In one hospital room: Maddy Fleischacker, age 6, from Buffalo, Minnesota.

In another room: Rinken Braun, 21-month-old, from Brookings, South Dakota.

Separating the girls are four years and a few hundred feet. Yet, daily, Maddy and Rinken are joined by hearts.

“They're just inseparable,” Emily Johnson, Rinken’s mother says.

Credit: Miguella Fleischacker
Maddy Fleischacker and Rinken Braun have been waiting months for donor hearts at Children’s Minnesota.

In April, both girls arrived at Children’s Minnesota as strangers. Rinken’s heart defect had been detected before she was born. Maddy’s was only discovered in January. To survive long-term, both need heart transplants.

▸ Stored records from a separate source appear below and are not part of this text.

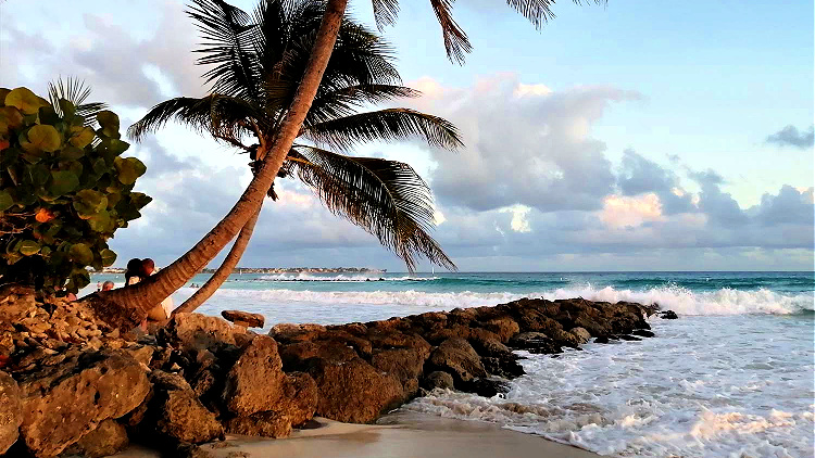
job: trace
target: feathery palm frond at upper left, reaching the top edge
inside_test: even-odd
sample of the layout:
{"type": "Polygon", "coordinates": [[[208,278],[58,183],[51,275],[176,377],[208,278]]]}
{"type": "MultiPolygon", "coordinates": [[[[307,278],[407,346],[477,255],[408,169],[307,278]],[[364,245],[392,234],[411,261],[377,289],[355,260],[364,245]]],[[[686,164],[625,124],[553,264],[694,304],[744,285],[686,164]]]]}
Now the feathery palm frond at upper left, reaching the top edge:
{"type": "Polygon", "coordinates": [[[213,65],[203,74],[212,92],[259,101],[256,56],[253,53],[255,25],[243,10],[223,0],[192,0],[187,14],[201,34],[204,54],[199,65],[213,65]]]}

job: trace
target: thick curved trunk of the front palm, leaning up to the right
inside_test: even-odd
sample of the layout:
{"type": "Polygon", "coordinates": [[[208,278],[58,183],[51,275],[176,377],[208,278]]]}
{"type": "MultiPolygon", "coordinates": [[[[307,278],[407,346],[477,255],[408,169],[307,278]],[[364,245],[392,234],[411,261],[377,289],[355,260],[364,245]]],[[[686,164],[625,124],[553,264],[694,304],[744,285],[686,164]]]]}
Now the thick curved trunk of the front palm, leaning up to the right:
{"type": "Polygon", "coordinates": [[[294,99],[272,145],[267,144],[268,138],[260,139],[261,147],[258,153],[264,157],[263,165],[240,200],[203,239],[159,273],[135,285],[87,297],[86,303],[99,319],[114,328],[138,325],[150,308],[173,294],[206,266],[259,211],[317,93],[337,41],[347,4],[348,0],[328,0],[309,65],[294,99]]]}

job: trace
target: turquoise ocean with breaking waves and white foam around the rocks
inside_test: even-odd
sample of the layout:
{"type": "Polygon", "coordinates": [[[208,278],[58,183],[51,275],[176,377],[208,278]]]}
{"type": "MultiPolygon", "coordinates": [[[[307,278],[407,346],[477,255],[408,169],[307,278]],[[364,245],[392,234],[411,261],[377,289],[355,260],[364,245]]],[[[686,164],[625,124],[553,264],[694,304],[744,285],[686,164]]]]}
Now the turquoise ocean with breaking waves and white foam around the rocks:
{"type": "MultiPolygon", "coordinates": [[[[208,276],[197,276],[201,284],[208,276]]],[[[98,275],[92,280],[122,276],[98,275]]],[[[88,287],[85,292],[95,289],[88,287]]],[[[195,290],[183,288],[176,304],[195,290]]],[[[813,457],[813,272],[234,275],[199,311],[343,323],[521,297],[657,303],[656,338],[531,355],[504,395],[436,392],[403,409],[623,457],[813,457]]]]}

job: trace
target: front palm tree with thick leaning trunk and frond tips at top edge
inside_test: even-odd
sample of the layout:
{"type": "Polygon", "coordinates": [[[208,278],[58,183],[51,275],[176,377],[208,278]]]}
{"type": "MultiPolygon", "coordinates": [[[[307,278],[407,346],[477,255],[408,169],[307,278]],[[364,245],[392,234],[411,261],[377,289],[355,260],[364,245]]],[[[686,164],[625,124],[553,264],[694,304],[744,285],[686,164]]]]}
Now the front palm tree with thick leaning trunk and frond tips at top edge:
{"type": "MultiPolygon", "coordinates": [[[[256,12],[265,11],[264,4],[284,0],[261,0],[256,12]]],[[[380,26],[396,20],[398,0],[372,0],[377,22],[380,26]]],[[[580,3],[580,0],[573,0],[580,3]]],[[[603,0],[594,0],[601,2],[603,0]]],[[[554,0],[506,0],[507,4],[526,16],[536,27],[540,28],[544,22],[553,16],[551,5],[554,0]]],[[[199,0],[196,2],[200,12],[204,12],[211,27],[211,33],[204,30],[208,43],[213,50],[223,49],[213,63],[220,68],[240,68],[244,59],[243,43],[246,35],[251,28],[250,18],[246,13],[225,3],[223,0],[199,0]],[[227,51],[231,46],[241,52],[227,51]]],[[[466,35],[452,18],[451,0],[430,0],[442,28],[444,47],[452,61],[462,62],[463,55],[471,47],[466,35]]],[[[274,130],[261,132],[255,156],[261,161],[254,178],[243,194],[224,218],[206,233],[192,249],[162,269],[159,275],[148,281],[138,283],[134,288],[113,290],[105,294],[93,295],[88,298],[97,315],[112,326],[130,326],[138,322],[153,304],[156,304],[184,285],[192,276],[201,270],[217,253],[235,238],[243,226],[261,207],[264,195],[286,162],[294,140],[305,122],[312,102],[317,96],[321,80],[326,72],[335,49],[340,26],[346,12],[348,0],[328,0],[323,13],[319,28],[314,37],[308,65],[299,79],[294,96],[288,110],[274,130]]],[[[258,15],[258,13],[255,13],[258,15]]],[[[235,72],[236,75],[239,72],[235,72]]],[[[243,74],[241,78],[252,78],[252,74],[243,74]]],[[[236,81],[237,82],[237,81],[236,81]]]]}

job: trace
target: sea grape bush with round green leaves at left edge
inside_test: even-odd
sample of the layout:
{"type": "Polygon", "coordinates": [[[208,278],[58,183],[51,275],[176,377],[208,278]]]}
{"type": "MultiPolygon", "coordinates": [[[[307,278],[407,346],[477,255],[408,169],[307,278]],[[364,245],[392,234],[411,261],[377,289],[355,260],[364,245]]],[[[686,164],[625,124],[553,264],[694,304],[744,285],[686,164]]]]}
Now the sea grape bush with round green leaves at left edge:
{"type": "Polygon", "coordinates": [[[76,109],[0,88],[0,283],[77,292],[88,266],[113,264],[108,239],[151,201],[133,191],[147,168],[122,157],[118,116],[76,109]]]}

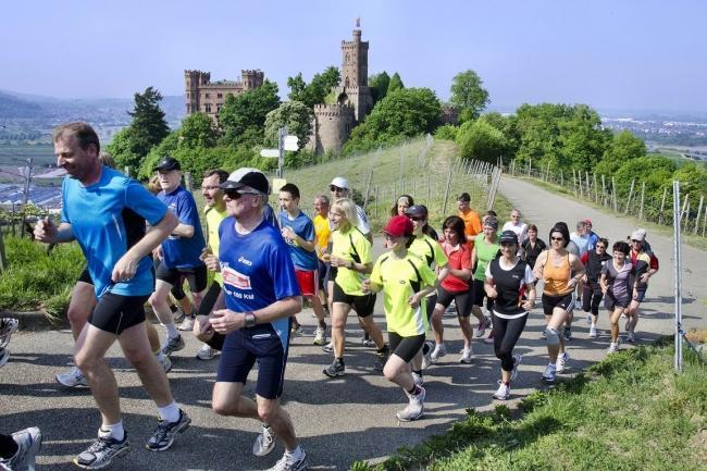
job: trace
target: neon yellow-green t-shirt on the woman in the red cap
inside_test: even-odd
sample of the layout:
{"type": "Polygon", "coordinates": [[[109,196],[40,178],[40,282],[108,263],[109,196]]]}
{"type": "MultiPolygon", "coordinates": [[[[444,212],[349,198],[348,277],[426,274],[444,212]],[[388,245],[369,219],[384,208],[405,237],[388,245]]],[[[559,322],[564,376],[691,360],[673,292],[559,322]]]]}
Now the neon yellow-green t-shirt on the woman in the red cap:
{"type": "Polygon", "coordinates": [[[383,311],[389,332],[413,337],[427,331],[426,302],[423,299],[413,309],[408,299],[423,288],[434,286],[436,278],[424,260],[410,251],[399,260],[394,259],[390,252],[379,257],[371,282],[383,286],[383,311]]]}

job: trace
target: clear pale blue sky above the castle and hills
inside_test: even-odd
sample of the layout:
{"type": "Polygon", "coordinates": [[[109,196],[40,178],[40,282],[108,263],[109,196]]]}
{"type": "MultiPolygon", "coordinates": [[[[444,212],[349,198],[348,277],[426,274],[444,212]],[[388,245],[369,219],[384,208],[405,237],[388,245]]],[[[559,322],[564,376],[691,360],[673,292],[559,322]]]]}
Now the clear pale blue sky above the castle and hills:
{"type": "Polygon", "coordinates": [[[475,71],[494,108],[587,103],[707,112],[707,2],[656,0],[0,0],[0,89],[60,98],[184,94],[184,70],[239,79],[340,66],[357,17],[369,72],[447,100],[475,71]]]}

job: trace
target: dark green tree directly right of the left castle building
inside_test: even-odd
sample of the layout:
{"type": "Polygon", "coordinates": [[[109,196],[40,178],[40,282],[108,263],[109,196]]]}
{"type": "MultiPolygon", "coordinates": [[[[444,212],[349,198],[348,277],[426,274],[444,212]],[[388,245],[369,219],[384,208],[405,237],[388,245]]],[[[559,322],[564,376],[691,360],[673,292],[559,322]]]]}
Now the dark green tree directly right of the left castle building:
{"type": "Polygon", "coordinates": [[[277,84],[270,80],[236,97],[230,95],[219,112],[221,142],[233,147],[261,144],[265,116],[278,106],[277,84]]]}

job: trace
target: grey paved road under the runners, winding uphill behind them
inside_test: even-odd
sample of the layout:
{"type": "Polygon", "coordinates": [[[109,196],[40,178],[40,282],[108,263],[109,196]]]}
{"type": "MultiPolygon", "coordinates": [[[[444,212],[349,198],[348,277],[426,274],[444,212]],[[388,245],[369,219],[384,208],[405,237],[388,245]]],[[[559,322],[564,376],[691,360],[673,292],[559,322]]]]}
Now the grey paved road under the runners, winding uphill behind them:
{"type": "MultiPolygon", "coordinates": [[[[517,204],[526,216],[538,224],[541,233],[556,220],[568,222],[592,218],[600,234],[612,239],[624,237],[630,224],[588,209],[573,201],[530,186],[523,182],[504,179],[501,193],[517,204]]],[[[640,324],[642,342],[670,332],[671,276],[669,241],[649,234],[650,243],[661,257],[662,272],[656,276],[648,292],[647,320],[640,324]]],[[[376,240],[380,249],[380,240],[376,240]]],[[[704,252],[685,250],[689,284],[686,305],[689,323],[704,307],[704,287],[697,281],[706,278],[704,252]],[[702,263],[702,265],[700,265],[702,263]],[[698,295],[699,294],[699,295],[698,295]],[[699,305],[699,307],[698,307],[699,305]]],[[[704,282],[703,282],[704,283],[704,282]]],[[[376,310],[381,322],[381,308],[376,310]]],[[[704,314],[703,314],[704,315],[704,314]]],[[[513,385],[514,400],[537,387],[544,387],[539,374],[546,363],[539,311],[531,321],[517,351],[524,355],[519,381],[513,385]]],[[[395,386],[372,370],[373,352],[356,343],[349,344],[347,376],[325,380],[322,368],[331,357],[311,346],[313,319],[309,312],[300,314],[309,325],[310,335],[294,340],[285,386],[285,408],[294,418],[302,445],[310,456],[312,469],[345,470],[357,459],[381,459],[400,446],[413,445],[426,436],[444,432],[451,422],[464,417],[466,408],[493,407],[499,364],[492,347],[474,342],[475,361],[471,365],[457,363],[456,351],[461,348],[455,318],[445,318],[449,350],[425,375],[427,413],[423,420],[399,424],[395,412],[404,406],[405,397],[395,386]]],[[[704,317],[702,318],[704,325],[704,317]]],[[[600,321],[597,339],[587,338],[584,321],[576,323],[575,339],[570,344],[571,372],[580,371],[601,358],[608,346],[606,319],[600,321]]],[[[360,338],[356,322],[349,322],[352,340],[360,338]]],[[[70,470],[70,460],[89,443],[99,425],[99,416],[87,391],[66,391],[53,383],[53,375],[71,361],[69,332],[17,333],[12,340],[12,358],[0,370],[0,430],[10,431],[38,425],[45,434],[45,445],[38,469],[70,470]]],[[[193,426],[177,439],[172,449],[152,454],[142,448],[156,425],[157,411],[141,389],[136,374],[122,359],[117,349],[110,351],[121,387],[124,423],[129,433],[133,451],[117,461],[114,470],[253,470],[274,464],[282,446],[266,458],[250,454],[258,424],[251,420],[215,416],[210,409],[215,361],[194,359],[197,343],[189,338],[187,348],[174,356],[170,380],[175,396],[194,419],[193,426]]],[[[250,385],[247,386],[248,388],[250,385]]]]}

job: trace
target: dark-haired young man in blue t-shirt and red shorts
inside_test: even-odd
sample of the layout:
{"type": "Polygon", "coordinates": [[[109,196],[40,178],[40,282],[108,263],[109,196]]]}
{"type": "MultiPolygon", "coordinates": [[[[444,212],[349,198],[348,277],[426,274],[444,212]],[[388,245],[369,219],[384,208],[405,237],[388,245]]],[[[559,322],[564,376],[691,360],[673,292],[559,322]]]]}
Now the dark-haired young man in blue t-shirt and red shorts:
{"type": "MultiPolygon", "coordinates": [[[[302,296],[312,305],[319,326],[314,333],[314,345],[326,343],[326,322],[324,308],[319,299],[319,259],[314,251],[314,223],[299,209],[299,188],[287,183],[280,188],[280,232],[289,246],[295,274],[302,296]]],[[[301,326],[293,315],[293,334],[299,335],[301,326]]]]}

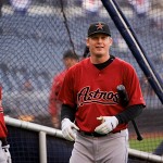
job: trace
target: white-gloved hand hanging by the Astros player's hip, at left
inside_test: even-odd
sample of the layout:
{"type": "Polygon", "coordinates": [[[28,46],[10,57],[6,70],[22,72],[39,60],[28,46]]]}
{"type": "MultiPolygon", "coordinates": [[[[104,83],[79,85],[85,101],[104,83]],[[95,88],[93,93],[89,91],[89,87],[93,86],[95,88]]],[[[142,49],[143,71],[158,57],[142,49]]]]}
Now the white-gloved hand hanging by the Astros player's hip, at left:
{"type": "Polygon", "coordinates": [[[62,124],[63,137],[67,140],[74,141],[76,137],[74,129],[79,130],[79,128],[74,123],[72,123],[68,118],[64,118],[61,124],[62,124]]]}

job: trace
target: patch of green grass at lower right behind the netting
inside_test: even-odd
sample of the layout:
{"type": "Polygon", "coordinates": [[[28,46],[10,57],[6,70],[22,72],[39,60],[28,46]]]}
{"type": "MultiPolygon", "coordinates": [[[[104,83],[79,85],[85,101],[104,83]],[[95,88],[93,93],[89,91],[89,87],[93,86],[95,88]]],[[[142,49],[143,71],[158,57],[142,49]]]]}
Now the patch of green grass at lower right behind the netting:
{"type": "Polygon", "coordinates": [[[163,137],[145,138],[142,141],[130,139],[129,147],[139,151],[153,152],[162,141],[163,137]]]}

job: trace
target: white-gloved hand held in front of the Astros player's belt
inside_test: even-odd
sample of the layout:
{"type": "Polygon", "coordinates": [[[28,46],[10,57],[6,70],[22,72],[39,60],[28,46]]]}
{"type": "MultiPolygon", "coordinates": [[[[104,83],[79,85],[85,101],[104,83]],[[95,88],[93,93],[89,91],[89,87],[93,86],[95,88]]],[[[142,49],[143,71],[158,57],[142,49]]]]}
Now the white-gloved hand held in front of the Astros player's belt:
{"type": "Polygon", "coordinates": [[[96,127],[95,131],[101,135],[112,131],[118,125],[115,116],[100,116],[97,120],[100,120],[102,124],[96,127]]]}

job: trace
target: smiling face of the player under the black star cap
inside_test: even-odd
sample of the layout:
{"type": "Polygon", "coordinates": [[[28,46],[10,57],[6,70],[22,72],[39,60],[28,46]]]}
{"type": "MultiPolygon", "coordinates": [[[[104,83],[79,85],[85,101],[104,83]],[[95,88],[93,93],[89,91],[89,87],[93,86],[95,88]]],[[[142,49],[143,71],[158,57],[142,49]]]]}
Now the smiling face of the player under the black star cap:
{"type": "Polygon", "coordinates": [[[109,55],[109,49],[112,45],[112,38],[104,34],[95,34],[87,39],[90,55],[102,58],[109,55]]]}

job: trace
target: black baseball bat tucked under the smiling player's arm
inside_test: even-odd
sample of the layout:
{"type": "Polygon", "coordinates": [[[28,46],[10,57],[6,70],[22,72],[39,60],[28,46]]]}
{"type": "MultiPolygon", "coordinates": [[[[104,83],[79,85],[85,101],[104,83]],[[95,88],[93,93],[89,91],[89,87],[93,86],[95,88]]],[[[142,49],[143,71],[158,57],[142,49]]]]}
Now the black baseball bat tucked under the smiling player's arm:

So, they wait. And they play.

If Rinken is on a riding toy, Maddy will be pushing it. If Maddy is guest-hosting the hospital’s in-house TV show, Rinken will be at her side.

And if Maddy is drawing a picture, there’s never a doubt who the recipient will be. 

Credit: Devin Krinke/KARE 11
Maddy Fleischacker (center) co-hosts Children’s Minnesota’s in-house TV program with “The Dude” and Rinken Braun (right).

“Rinken,” Maddy says, looking up from her crayons. 

Rinken calls Maddy, "Mae Mae." She may as well call her "sister."

“I think it was at that level the day they met,” Rinken’s mother says.

Both girls require around-the-clock IVs. To leave their rooms means poles and plastic tubing comes with them.

It’s been this way for four months and will continue to be so until donor hearts can be found.

“We're waiting for a gift that is the hardest thing in the world to ask for – life,” Emily says.

Credit: Miguella Fleischacker
Rinken Braun (left) and Maddy Fleischacker wear their matching pajamas at Children’s Minnesota where both are waiting for donor hearts.

Listening nearby, Miguella Fleischaker, Maddy’s mom, wipes away tears. “For another parent to have to lose their child for ours to survive is so hard,” she says. “I don't want to pray for it because I don't want someone to lose their child.”  

It’s unlikely both girls will be matched with hearts at the same time.

It’s also unlikely either mom will feel a tinge of envy, should her daughter be left waiting while the other girl proceeds to a transplant.

Credit: Devin Krinke/KARE 11
Emily Johnson (left) and Miguella Fleischacker talk about their daughters who are waiting for donor hearts at Children’s Minnesota.

“If they were to interrupt us right now to say Mae Mae's getting a heart, I would jump for joy,” Emily says.

Same for Miguella. 

“Absolutely,” she says. “I mean, how could you not?”

The girls play in a hospital activity center. Maddy is dressed in her favorite shirt. On the front of the gray t-shirt, inside a red heart, are the words, “Rinken Strong.”

 “It means I love her a lot,” Maddy says.

The girls wait, but seldom have a bad day.

Why would they, when their best friend is just an IV line away?

Credit: Devin Krinke/KARE 11
Maddy Fleischacker wears a “Rinken Strong” shirt for her best friend. “It means I love her a lot,” she says.